# Only bright lights come on, help please



## painjunkie (Dec 10, 2008)

I'm new to the forum, and new to the z world, but i have a prob i need some help with. I have a 90 300zx n/a, when i turn my headlights on i only have bright lights, no dims, no tails, no corners, no fog, no dash lights, but my dome lights still comes on. I have checked my fuses both under the dash and the hood they're all good. If you have any idea what the prob might be let me know please, i've been trying to fig it out for a week and still no luck. thanks guys.


----------



## thezman (Nov 3, 2007)

How did you check fuses? By eye or with test light? Check fusible links to if any. barring all that could be your headlight switch.... do highbeam work in normal "on" position or just when you pull back to "flash" position?


----------



## painjunkie (Dec 10, 2008)

i pulled every fuse out and checked it by eye, i don't know which are which because when i got the car the fuse box cover wasnt on under the dash. I didn't see any fuseable links, and my brights are on when my switch is in the "on" position. that's all i have. someone told me it might be an in-line fuse that's under my dash by my fuse box, the only one i see is a blue wire that's run with a red wire all the way back to the hatch of my car, i believe it's hooked to something to do with my antenna. thats the only in-line fuse i saw, if you know of another one under the dash by my fuse box, let me know and i'll try to find it.


----------



## thezman (Nov 3, 2007)

ok for starters get a test light and test those fuses. unfortunately check by eye isn't good enough on these cars. i had a similar problem on mine when i got it. lights came on but very dim got sound like super fast turn signal flasher from passenger side under dash, all my idiot lights on (dim) unless i turned on turn signal then lights went out except for the turn signal and buzz stopped no head lights except high beams. Was totally strange. I almost completely disassembled dash hunting for short or bad relay before i got around to using test light on fuses, when i finally got on them with a test light one fuse lit very dim momentarily then burned out put new fuse in and everything has worked perfect since.


----------



## thezman (Nov 3, 2007)

there should be a fusible link near the battery under hood maybe two, need someone who has tinkered more with the electrical on these cars to tell you that. Do you have FSM yet? if not do a topic search and get one you can download for free. FSM is better than chiltons or Haynes either one.


----------



## painjunkie (Dec 10, 2008)

alright, i checked my fuses with a test light, and they were all good. I couldnt' find the fusable links by the battery, do you know any way to check the switch to see if it's bad?? some guy said it would've melted on the back if it went out, but mine's fine.


----------



## thezman (Nov 3, 2007)

should be fairly easy to check open the column and test for power in then test for power out. if you will PM me your email i can send you the wiring schematic for it.


----------



## Rulez (Sep 8, 2009)

thezman said:


> should be fairly easy to check open the column and test for power in then test for power out. if you will PM me your email i can send you the wiring schematic for it.

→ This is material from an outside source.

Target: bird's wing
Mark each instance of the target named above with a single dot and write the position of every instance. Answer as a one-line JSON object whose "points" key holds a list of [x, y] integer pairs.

u may want to check some relays for running lights or sumtin around those lines....also check ALL your light(especially the rear lights) for water it may be jus causin a short...alot of nissans are known for water in tail lights n causin that problem as well....so when u tun on your lights does the dash lights come on?

also if u know anyone who need z31 parts i have alot of parts.....make me a resonable offer....u will be surprised. not askin alot $$.....jus need to make some room in my basement.....i have hood, trunk, fenders, headlights n assembly. doors. front & back bumper.. lots of interior peices... all the trim... alll the windows except windshield......spare tire...T-TOPS,,,,windshild washer resevoir....side mirrors....signals..rear lights..rear storage for 2 seater... there may be more but i cant think of anything else..there is most likely more parts. i dont have pictures but the parts are in very good condition WITH NO RUST...mint black turbo seats....colour is black.....take one take all...car is parted, DO NOT HAVE THE CAR ANYMORE...jus parts


----------



## Keaks300zx (Jan 3, 2013)

Rulez.. Do happen to have the dash.. Mine us a 86. I don't need the gauges.. Also turn signal swith.. You can email me at [email protected] I live in Southern California thanks


----------



## jdg (Aug 27, 2009)

Keaks300zx said:


> Rulez.. Do happen to have the dash.. Mine us a 86. I don't need the gauges.. Also turn signal swith.. You can email me at [email protected] I live in Southern California thanks


Last Activity: Oct 14th, 2009 10:10 PM
Join Date: Sep 8th, 2009

Chances that "Rulez" will respond?


----------



## Keaks300zx (Jan 3, 2013)

Are u talking to me..


----------



## jdg (Aug 27, 2009)

Keaks300zx said:


> Are u talking to me..


Donno.RUaksing?


----------